Group: free.it.religioni.scientology · Group Profile
Author: Alessia Guidi
Date: Aug 21, 2008 01:36

On Tue, 19 Aug 2008 00:56:10 -0700 (PDT), bossolo gmail.com>
wrote:
>On 18 Ago, 08:23, Alessia Guidi wrote:
>> Le gente smette di scrivere perchè si stufa o vuole girare pagina (es
>> S. Tommaso, Libero, Elisa, Medusa), ha altro da fare, non ha nulla di
>> interessante da scrivere.
>
>Perchè come al solito si dà troppa importanza alle parole e poco ai
>fatti.
>Il ng diventa fine a se stesso, "hai detto questo";"hai detto
>quello";"hai usato questa parola invece avresti dovuto usare quella"
>e non un mezzo per dare dei colpi efficaci a queste organizzazioni che
>mettono a repentaglio la vita delle persone.
>
>In altre nazioni si sono creati gruppi, come gli anonimi, per dar
>fastidio alle org, in Italia ne esiste qualcuno?

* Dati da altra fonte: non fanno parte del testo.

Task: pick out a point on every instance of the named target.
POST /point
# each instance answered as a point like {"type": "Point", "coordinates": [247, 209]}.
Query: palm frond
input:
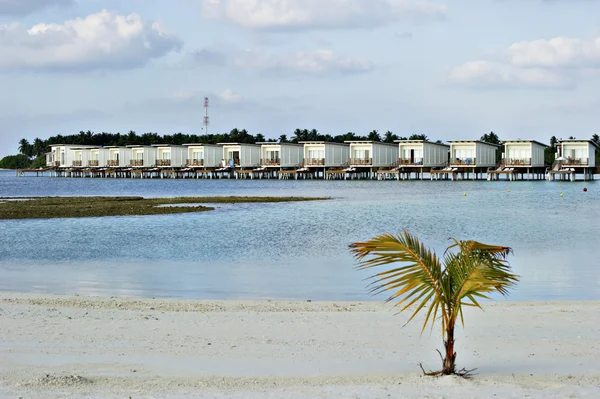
{"type": "Point", "coordinates": [476, 271]}
{"type": "Point", "coordinates": [416, 283]}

Un newsgroup è un newsgroup. C'è chi si trova meglio nella dimensione
della discussione e viene qui a discutere. Poi non è detto che non si
interessi anche alla "azione" o che non agisca quando ritiene
opportuno farlo, o con i suoi tempi e modi.

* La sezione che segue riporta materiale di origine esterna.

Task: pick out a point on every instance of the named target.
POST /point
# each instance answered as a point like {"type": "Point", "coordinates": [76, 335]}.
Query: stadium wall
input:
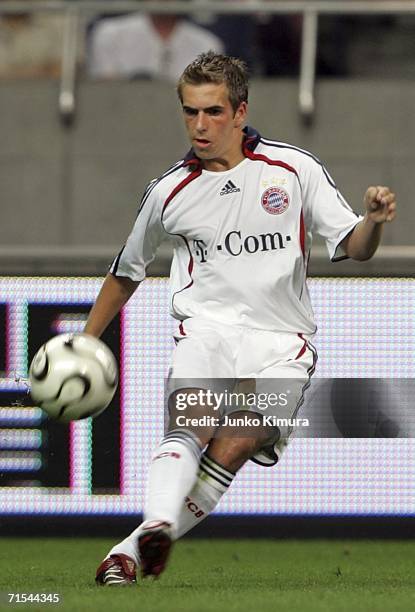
{"type": "Point", "coordinates": [80, 186]}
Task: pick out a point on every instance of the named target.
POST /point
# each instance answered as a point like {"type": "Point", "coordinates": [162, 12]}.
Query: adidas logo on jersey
{"type": "Point", "coordinates": [229, 188]}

In merito ai "colpi efficaci" dipende da che cosa si intende con la
definizione, e non ne sto facendo una discussione sterile sui
significati delle parole, "hai detto questo hai detto quello".
Credo che mai "colpo" sia stato "più efficace" di mettere informazioni
in Internet, renderle disponibili a tutti in modo rapido e gratuito.
Fino a prima dell'avvento di internet questo non era possibile, quel
poco di informazioni alternative esistenti erano in possesso delle
associazioni cosiddette "antisette", difficili da trovare, contattare,
raggiungere e che ti davano quasi sempre informazione "mediata" dal
loro punto di vista. Chi in questi anni si è dedicato alla diffusione
di informazioni ha dato un colpo efficacissimo all'organizzazione.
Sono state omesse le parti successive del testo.